The almost day-and-date release was mostly due to the film's Pakistani-born and Dubai-based executive producer, Sohail Khan, who arranged its local distribution. As the film was presented to the local censorship board as a production from an overseas Pakistani, it had an easier time being cleared for commercial exhibition.

The film also marks the first time that an Indian film has had a soundtrack exclusively featuring Pakistani artists - including popular rock band Roxen. It was also partly shot in the Pakistani city of Lahore although most of the action takes place in Hong Kong and Bangkok.

'This is a special moment for Pakistanis who until now have been watching [Indian films] on DVD. Now people have the chance to watch Awarapan on the big screen,' said Khan.

The Indian industry is watching the release closely, hoping it will lead to the gradual opening of the Pakistan market.

However, the film may also arouse a quite different kind of international attention as it bears an uncanny similarity to the Korean crime thriller A Bittersweet Life, distributed internationally by CJ Entertainment. Both films tell the tale of a young hoodlum who is charged with keeping an eye on the unfaithful girlfriend of a mafia boss.

Bollywood frequently pays homage to foreign movies by re-making them in its own image - without permission from the copyright owner. In this case, a CJ Entertainment spokesman told Screendaily that the company has not sold any remake rights to A Bittersweet Life, although it had been in the final stages of a deal to sell Hindi-language remake rights to an unrelated UK production company.

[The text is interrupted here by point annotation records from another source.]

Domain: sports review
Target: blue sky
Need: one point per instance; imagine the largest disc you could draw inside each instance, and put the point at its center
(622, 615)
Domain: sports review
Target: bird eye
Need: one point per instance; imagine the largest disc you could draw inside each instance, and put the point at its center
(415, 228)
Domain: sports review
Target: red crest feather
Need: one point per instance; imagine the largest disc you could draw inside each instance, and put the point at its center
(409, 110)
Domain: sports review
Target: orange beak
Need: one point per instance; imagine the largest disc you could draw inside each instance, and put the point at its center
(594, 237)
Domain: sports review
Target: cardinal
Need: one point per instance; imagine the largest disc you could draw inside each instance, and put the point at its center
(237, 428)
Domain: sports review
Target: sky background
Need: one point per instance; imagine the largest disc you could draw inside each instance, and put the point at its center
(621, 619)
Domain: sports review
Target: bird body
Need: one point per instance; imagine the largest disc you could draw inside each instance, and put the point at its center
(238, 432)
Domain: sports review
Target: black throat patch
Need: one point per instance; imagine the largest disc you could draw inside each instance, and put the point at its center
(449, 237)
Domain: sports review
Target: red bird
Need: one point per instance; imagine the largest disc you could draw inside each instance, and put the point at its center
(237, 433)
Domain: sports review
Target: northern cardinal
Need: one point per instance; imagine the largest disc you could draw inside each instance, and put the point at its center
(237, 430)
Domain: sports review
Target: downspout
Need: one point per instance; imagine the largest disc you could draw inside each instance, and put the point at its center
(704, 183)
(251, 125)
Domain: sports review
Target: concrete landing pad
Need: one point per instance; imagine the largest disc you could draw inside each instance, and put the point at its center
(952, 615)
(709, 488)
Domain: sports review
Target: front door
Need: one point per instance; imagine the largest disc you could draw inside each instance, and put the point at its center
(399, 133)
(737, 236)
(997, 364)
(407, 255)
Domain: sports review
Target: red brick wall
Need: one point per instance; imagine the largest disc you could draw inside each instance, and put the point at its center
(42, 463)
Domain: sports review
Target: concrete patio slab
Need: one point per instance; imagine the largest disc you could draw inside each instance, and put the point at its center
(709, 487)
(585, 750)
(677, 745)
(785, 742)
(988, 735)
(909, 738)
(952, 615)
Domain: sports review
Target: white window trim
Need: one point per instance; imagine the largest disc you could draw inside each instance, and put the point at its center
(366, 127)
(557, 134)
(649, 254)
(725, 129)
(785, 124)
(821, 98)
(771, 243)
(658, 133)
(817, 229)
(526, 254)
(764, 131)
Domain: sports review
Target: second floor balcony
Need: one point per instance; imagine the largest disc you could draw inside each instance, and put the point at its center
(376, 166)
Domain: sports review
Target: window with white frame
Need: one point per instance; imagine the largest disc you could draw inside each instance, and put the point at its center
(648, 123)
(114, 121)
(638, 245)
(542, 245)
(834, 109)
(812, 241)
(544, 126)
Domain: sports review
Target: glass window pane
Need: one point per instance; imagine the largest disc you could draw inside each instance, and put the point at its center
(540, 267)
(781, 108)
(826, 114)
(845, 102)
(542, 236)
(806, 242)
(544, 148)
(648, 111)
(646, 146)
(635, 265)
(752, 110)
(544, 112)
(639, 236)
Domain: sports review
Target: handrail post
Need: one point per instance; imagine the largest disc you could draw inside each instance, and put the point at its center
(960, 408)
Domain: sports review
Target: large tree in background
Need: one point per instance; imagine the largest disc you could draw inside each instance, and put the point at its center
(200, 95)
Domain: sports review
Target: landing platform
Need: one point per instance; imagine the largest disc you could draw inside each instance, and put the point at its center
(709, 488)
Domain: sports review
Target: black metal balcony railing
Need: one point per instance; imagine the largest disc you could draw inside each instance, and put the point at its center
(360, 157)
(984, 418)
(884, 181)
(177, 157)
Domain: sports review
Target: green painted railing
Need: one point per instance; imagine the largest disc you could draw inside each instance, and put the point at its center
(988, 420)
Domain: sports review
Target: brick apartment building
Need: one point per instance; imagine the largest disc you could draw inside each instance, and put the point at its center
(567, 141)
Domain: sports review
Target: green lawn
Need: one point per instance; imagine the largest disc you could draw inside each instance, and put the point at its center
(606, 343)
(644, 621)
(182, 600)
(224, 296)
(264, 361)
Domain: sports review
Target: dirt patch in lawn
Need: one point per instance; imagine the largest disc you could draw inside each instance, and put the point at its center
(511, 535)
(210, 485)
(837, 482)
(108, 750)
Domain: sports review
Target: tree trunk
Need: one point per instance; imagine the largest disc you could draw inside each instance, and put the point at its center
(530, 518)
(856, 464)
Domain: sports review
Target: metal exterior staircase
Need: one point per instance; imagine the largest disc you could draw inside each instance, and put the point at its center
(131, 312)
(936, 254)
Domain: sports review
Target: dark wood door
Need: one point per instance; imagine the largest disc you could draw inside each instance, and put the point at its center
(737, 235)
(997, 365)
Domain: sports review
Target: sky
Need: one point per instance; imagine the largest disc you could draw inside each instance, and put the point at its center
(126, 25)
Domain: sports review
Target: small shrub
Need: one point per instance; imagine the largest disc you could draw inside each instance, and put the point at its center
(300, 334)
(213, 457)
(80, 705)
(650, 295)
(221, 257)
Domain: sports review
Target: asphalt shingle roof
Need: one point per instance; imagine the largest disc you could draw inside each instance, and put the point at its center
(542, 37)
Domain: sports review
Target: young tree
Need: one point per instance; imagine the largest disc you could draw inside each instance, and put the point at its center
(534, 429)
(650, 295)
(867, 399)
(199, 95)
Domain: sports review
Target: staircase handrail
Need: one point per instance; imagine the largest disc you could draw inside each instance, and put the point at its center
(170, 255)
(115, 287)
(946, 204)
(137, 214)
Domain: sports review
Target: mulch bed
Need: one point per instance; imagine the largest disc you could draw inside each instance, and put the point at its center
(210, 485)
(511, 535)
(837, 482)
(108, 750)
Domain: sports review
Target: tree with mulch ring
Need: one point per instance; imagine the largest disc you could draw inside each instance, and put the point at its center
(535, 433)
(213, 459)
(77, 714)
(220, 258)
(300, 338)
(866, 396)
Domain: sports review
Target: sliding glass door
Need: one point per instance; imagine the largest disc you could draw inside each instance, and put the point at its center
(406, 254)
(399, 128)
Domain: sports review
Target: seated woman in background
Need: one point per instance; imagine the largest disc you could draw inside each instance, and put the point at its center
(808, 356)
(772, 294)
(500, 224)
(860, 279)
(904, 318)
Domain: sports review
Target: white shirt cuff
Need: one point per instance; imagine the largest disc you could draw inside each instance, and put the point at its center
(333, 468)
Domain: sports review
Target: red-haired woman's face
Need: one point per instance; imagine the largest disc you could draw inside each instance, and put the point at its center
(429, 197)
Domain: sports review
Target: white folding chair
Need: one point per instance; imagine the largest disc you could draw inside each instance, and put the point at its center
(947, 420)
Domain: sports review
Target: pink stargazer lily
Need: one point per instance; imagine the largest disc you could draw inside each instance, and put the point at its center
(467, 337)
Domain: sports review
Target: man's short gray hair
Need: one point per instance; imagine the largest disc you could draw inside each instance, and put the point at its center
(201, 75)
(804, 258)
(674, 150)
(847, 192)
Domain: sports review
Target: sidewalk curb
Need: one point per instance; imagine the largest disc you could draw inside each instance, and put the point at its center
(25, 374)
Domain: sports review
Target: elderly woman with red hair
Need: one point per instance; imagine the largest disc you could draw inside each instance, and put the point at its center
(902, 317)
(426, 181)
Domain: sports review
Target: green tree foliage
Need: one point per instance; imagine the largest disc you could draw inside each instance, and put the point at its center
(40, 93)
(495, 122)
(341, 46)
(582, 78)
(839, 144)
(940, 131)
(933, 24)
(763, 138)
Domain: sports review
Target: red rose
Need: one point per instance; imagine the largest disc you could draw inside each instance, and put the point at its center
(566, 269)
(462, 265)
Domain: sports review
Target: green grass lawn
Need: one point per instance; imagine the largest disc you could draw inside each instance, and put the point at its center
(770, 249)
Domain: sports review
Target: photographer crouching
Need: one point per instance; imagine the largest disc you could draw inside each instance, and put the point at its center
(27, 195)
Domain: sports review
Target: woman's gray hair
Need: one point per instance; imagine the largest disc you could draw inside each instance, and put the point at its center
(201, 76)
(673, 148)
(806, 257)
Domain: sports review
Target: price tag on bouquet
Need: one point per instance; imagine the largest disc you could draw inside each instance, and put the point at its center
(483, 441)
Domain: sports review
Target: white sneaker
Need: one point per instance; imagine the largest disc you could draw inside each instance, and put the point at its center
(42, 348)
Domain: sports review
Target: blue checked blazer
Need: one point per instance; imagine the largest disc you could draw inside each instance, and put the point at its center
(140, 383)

Park Chan-wook's Old Boy also has been the subject of a Bollywood remake - Sanjay Gupta's Zinda starring Sanjay Dutt and John Abraham - again without permission from the original producers.

As for The Vagabond, its Pakistani release may mark a turning point for the Indian film industry, but the film faces an uphill battle at the Pakistani box office which has been affected by severe flooding and the recent hostage crisis at the Red Mosque in Islamabad.